Will have to find the time to write a proper BearsHistory.com tribute to Brian Urlacher, who retired on Wednesday after an illustrious career as a Chicago Bear. Despite his resorting to frequent insults of the fans in defense of Lovie Smith late in his career, and calling the Bears’ final offer of $2.5 million for one season “insulting,” Urlacher has gone out in style and grace.
In short, if I could say one thing about Urlacher’s career (when so many dozens of compliments can be made), it would be that Urlacher was the first player to give the Bears true hope for the future in a decade or more. Let us not forget that after 1993, Dave Wannstedt’s Bears had no Pro Bowl players from 1994-1998. None. Zero. The situation looked hopeless in 1997 and 1998. After being a dominant team from 1984-1991, the Bears became one of the worst teams in the league and laughingstocks. Doormats. It was bad.

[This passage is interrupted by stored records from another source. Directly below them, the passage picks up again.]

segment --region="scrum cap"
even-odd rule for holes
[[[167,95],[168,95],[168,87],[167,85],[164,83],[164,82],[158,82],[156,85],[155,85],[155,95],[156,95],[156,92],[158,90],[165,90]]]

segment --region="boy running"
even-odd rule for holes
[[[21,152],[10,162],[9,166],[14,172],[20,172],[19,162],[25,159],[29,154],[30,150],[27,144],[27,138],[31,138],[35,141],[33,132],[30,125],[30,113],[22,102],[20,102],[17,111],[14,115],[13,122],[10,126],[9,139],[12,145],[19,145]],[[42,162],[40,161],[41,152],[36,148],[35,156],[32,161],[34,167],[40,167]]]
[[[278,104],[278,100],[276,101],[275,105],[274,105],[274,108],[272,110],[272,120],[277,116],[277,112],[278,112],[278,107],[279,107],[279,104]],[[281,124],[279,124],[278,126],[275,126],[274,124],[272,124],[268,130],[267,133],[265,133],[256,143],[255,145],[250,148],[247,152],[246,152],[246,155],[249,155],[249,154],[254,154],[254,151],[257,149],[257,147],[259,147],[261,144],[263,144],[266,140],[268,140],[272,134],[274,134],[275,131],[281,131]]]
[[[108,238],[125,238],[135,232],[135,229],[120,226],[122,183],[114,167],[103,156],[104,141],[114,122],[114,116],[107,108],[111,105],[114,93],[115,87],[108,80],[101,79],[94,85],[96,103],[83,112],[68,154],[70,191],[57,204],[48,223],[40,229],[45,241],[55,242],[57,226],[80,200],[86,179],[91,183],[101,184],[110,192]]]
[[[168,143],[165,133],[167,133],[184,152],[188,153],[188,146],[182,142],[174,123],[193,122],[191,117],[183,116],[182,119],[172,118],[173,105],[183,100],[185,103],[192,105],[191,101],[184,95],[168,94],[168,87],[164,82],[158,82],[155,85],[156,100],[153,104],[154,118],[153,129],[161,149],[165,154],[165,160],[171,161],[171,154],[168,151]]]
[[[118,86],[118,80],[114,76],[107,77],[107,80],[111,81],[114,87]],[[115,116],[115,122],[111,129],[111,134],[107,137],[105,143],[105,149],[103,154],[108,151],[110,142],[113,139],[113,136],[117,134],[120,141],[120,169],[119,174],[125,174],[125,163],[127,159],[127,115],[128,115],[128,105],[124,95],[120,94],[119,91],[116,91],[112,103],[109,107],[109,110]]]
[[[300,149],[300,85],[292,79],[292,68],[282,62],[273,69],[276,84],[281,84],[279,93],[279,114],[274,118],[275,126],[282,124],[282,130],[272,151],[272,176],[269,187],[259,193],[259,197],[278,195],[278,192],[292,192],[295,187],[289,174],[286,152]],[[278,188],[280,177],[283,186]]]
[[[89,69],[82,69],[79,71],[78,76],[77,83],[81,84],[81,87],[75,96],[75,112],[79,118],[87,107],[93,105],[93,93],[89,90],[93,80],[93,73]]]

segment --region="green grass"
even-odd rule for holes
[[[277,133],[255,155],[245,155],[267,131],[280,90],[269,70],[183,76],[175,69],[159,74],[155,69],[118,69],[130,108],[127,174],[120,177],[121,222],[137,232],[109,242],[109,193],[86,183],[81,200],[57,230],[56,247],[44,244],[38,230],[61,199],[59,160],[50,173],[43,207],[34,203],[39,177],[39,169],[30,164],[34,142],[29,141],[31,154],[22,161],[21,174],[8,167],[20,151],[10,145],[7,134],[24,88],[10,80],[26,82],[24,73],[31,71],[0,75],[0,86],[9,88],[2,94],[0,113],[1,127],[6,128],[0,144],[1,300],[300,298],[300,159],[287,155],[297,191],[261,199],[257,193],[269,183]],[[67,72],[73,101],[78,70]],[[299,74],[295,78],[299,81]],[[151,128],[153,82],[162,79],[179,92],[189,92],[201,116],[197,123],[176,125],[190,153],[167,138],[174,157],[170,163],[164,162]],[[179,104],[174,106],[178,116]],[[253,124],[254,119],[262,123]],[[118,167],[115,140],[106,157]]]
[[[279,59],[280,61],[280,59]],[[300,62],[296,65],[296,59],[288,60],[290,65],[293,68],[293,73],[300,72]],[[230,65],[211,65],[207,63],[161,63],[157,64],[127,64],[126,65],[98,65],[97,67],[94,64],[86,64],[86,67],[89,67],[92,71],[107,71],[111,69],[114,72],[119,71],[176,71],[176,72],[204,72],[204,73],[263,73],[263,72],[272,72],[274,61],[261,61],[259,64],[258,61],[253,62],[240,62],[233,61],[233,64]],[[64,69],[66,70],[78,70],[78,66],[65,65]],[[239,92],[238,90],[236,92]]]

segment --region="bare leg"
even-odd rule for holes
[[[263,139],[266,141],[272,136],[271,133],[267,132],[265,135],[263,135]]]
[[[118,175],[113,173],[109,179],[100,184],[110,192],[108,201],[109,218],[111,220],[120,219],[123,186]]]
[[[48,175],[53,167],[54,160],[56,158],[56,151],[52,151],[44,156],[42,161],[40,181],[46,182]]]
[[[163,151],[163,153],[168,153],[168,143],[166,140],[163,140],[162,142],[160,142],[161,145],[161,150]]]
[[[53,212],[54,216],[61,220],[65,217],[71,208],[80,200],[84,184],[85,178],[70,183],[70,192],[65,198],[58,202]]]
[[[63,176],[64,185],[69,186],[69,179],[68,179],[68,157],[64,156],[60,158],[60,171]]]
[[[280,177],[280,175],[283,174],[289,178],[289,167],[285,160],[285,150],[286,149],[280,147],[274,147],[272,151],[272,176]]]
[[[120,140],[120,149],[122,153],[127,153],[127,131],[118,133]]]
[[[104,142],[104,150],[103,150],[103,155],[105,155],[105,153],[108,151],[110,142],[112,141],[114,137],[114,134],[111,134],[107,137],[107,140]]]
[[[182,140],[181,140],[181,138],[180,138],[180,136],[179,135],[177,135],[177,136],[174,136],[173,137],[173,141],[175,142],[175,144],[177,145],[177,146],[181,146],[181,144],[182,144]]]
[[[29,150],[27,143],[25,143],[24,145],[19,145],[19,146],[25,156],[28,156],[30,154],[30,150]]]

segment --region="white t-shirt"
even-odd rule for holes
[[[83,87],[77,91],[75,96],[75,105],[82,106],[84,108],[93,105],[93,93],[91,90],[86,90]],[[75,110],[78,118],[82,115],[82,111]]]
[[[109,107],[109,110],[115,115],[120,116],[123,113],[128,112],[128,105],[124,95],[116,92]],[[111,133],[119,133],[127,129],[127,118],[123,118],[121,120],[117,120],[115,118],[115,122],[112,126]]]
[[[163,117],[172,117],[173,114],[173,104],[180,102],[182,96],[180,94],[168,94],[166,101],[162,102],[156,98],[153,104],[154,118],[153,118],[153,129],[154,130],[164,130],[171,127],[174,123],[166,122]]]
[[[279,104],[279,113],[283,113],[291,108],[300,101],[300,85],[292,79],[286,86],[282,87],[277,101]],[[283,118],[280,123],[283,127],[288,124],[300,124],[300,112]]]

Despite personnel boss Mark Hatley unsuccessfully trying to trade up to draft receiver Plaxico Burress in the 2000 draft, the Bears stayed with the ninth pick and drafted Urlacher. Given that the Bears’ quarterback, running back, defensive secondary and line positions were below average at the time, linebacker wasn’t at the top of the need list. But Urlacher’s athleticism was off the charts, and it was a best-player-available pick.
Urlacher gave hope to Bears fans starting with his NFC Defensive Rookie of the Year season in 2000, through his Defensive Player of the Year award in 2005, his game for the ages against Arizona in 2006, and his resurgence in 2010. It was great to see our Bears team again have one of the best teams in the NFL.
Thank you, Brian. See you in the Hall of Fame.